I opened a problem with IBM but have not had any response yet. It appears to
be workload related. I  spread out the load among other adsm servers and
have altered my client schedules so that I don't have too many client
schedules taking off within a short period. This has helped, but there's
defnitely a problem here.

Nathan


        -----Original Message-----
        From:   Thomas Denier [SMTP:Thomas.Denier AT MAIL.TJU DOT EDU]
        Sent:   Friday, March 26, 1999 9:35 AM
        To:     ADSM-L AT VM.MARIST DOT EDU
        Subject:        Central scheduling failures

        In the last few weeks my site has had two instances of the central
scheduling
        mechanism failing without evident cause.
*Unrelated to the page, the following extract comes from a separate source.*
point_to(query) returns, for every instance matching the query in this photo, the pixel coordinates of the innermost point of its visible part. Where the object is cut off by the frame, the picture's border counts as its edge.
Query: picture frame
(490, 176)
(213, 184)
We have an MVS server at
3.1.2.1.
        Both of the clients involved were at 3.1.0.6. One was an AIX system
and the
        other was an HP-UX 10.20 system. Both use TCP/IP communications.
Both have
        'schedmode prompted' in the dsm.sys file. A 'query status' command
reports
        that the server supports any scheduling mode. In each case the
server log
        showed a message reported that a client event had missed its
start-up window.
        When I checked the client the 'dsmc sched' process was still running
in each
        case. When I checked the dsmsched.log file I found the following at
the end of
        the file in each case:

        Messages reporting execution of the last successful event
        Messages showing the results of querying the server for the next
scheduled
        event
        A message reporting that the scheduler process was waiting to be
contacted by
        the server

        All of the messages mentioned above had time stamps within a few
seconds of
        each other. In each case I stopped and restarted the scheduler
process and
        subsequent events were carried out on schedule. In the HP-UX case, I
checked
        the dotted decimal addresses used for client sessions before and
after the
        failed event. They were the same. In the HP-UX case, I updated the
schedule,
        creating a sequence of events like the following:

        Successful event
        Query for next event
        Schedule change
        Event created by schedule change (which failed)
        Event reported in response to the query

        I don't remember whether the AIX case involved a similar schedule
change.

        Does anyone recognize this as a known problem? Failing that, does
anyone have
        any suggestions for tracking down the cause?